Querying Data
Every successful Pond Run exports the Pond's tables as Parquet snapshots — its published output. The query surface reads only these snapshots, never a Pond's live working database, so a query always sees a consistent, completed result and never contends with a running transform.
Quick look
The fastest glimpse of a table:
duckstring query reports monthly_summary
This runs SELECT * FROM reports.monthly_summary LIMIT 10 and prints the result. As everywhere, -c {name} targets a non-default Catchment.
SQL queries
Arbitrary SQL runs against the Pond's exported tables with --sql:
duckstring query reports --sql "SELECT category, SUM(total_revenue) FROM monthly_summary GROUP BY 1"
Tables can be addressed bare (monthly_summary) or qualified (reports.monthly_summary). The dialect is DuckDB's, executed by an ephemeral in-memory engine over the snapshots — full analytical SQL, zero impact on the pipeline.
Longer queries can live in files, referenced with @:
duckstring query reports --sql @queries/monthly_rollup.sql
Writing results to files
Add a format flag with a filename to save instead of print:
duckstring query reports monthly_summary --csv summary.csv
duckstring query reports --sql @rollup.sql --json rollup.json
duckstring query reports monthly_summary --parquet summary.parquet
Files land in ./ponds/{pond}/{ripple}/ by default (or ./ponds/{pond}/ for pure-SQL queries); --path {dir} overrides the directory:
duckstring query reports --sql @rollup.sql --csv rollup.csv --path .
Fetching raw output
To take a Ripple's entire published output as-is — no SQL involved:
duckstring get reports monthly_summary
duckstring get reports monthly_summary --path ./exports/summary
This downloads the Ripple's exported data (as Parquet) into ./ponds/reports/monthly_summary/ or the given --path. It works for any published output, including non-tabular content, which query can't address.
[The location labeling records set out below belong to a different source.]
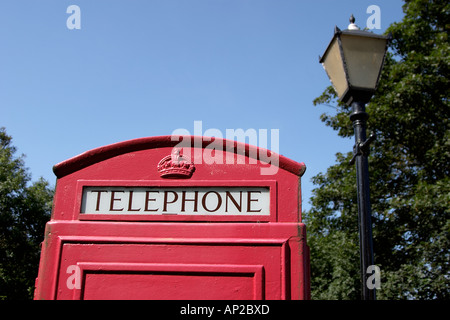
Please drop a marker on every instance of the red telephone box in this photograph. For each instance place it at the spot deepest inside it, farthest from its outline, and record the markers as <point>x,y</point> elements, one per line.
<point>155,218</point>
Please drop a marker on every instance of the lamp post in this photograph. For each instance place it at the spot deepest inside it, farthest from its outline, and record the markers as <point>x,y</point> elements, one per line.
<point>353,61</point>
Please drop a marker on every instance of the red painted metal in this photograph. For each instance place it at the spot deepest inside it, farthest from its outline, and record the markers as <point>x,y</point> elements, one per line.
<point>159,256</point>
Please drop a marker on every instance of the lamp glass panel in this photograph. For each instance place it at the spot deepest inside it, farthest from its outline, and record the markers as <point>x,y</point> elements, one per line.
<point>364,58</point>
<point>333,65</point>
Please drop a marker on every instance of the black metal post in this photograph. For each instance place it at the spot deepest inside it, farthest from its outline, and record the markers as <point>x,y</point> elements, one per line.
<point>359,118</point>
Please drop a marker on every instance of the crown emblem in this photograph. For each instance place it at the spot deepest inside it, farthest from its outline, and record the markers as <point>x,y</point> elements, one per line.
<point>175,165</point>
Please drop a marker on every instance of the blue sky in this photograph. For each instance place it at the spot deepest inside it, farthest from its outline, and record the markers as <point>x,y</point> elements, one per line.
<point>145,68</point>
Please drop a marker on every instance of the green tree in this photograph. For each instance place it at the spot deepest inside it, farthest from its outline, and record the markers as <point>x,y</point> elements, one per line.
<point>24,209</point>
<point>408,167</point>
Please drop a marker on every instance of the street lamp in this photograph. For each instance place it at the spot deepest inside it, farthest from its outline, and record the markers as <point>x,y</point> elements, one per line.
<point>353,61</point>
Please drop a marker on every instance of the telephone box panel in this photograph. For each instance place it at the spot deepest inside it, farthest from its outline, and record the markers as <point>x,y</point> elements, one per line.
<point>154,218</point>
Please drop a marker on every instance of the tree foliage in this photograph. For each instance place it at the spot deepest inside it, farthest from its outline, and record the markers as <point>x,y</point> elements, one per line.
<point>24,209</point>
<point>408,167</point>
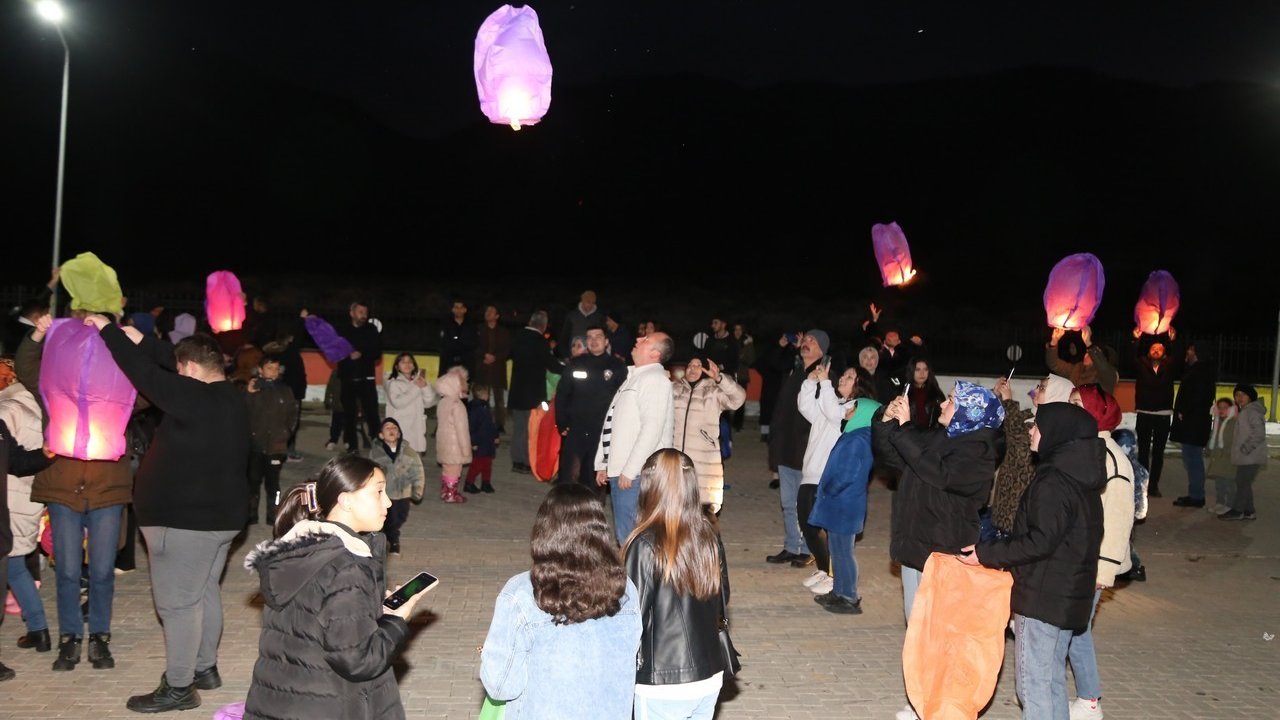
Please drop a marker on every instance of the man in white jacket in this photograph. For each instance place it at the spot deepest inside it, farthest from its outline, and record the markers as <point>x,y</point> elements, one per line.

Consuming from applications
Applications have the same two options, over HTTP (see the HTTP API):
POST /api/query— JSON rows back from SQL, or CSV/JSON/Parquet with aformatfield.GET /api/ponds/{pond}/ripples/{ripple}— the raw exported file.
A pattern worth knowing from the trigger model: pair each application read with a Tap on the Pond it reads. The pipeline then refreshes at the pace of actual consumption — each query effectively orders the next batch, and an unused Outlet costs nothing.
For heavier integration, the snapshots themselves are plain Parquet files under the Catchment root (ponds/{pond}/m{major}/data/{table}.parquet) — directly readable by anything that speaks Parquet, no Duckstring involved.